The Mudcat Café TM
Thread #45987   Message #681341
Posted By: Jerry Rasmussen
02-Apr-02 - 06:11 AM
Thread Name: Your Musical Influences
Subject: RE: Your Musical Influences
Welcome back, Deckman! It's good to see you posting again. It is indeed interesting to see the crazy variety of influences/music people listened to. While it's hard to know how much we've been influenced by the music we grew up listening to, as a songwriter I find it humorous when I realize I've lifted part of the melody of a song out of the "tradition." I generally write out of my love for traditional folk music... three chord songs mostly. But, every once in a while I'll realize that I've unknowingly drawn a melody from somewhere unlikely. I wrote a song about a bar in southern Wisconsin and realized later that the melody in one section was suspiciously like Oh, What A Beautiful Morning. Another song has a very Irish melody to it... might even have copied a traditional melody, although I don't think so because no one has ever been able to identify it. But, it sure sounds Irish to me. It's just what came out. And then there's a song I wrote that someone referred to, saying, play that Beatle's-sounding song. In each case, I didn't consciously "use" a melody or a sound. As the old commercial for spaghetti sauce used to say, "It's all in there."

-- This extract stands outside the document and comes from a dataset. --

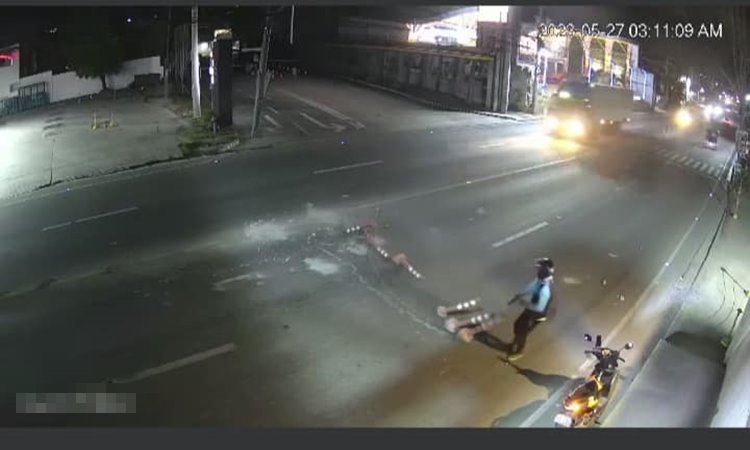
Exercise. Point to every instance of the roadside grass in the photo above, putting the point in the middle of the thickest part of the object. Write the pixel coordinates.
(198, 137)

As a songwriter, I look at all the music I love as part of my vocabulary. Each of us has our own vocabulary that is made up of everything we've listened to and loved. Probably a little bit of stuff in there we didn't even like, I bet. That's true for every musician, songwriter or not.

Sal Salvador, a wonderful jazz guitarist who I came to know a few years ago gave me a memorable quote. I was talking to him about another Jazz guitar hero of mine, Tal Farlow. I noticed that after a span of tweny years without recording, when Tal began recording again, one of his improvisations on a song was almost note for note the same as a different song he'd recorded twenty years earlier. Sal said:

"A musician's style is the summation of his limitations."

For him to talk about Tal (one of his closest friends) in terms of limitations, when it didn't seem like Tal HAD any, was eye-opening for me.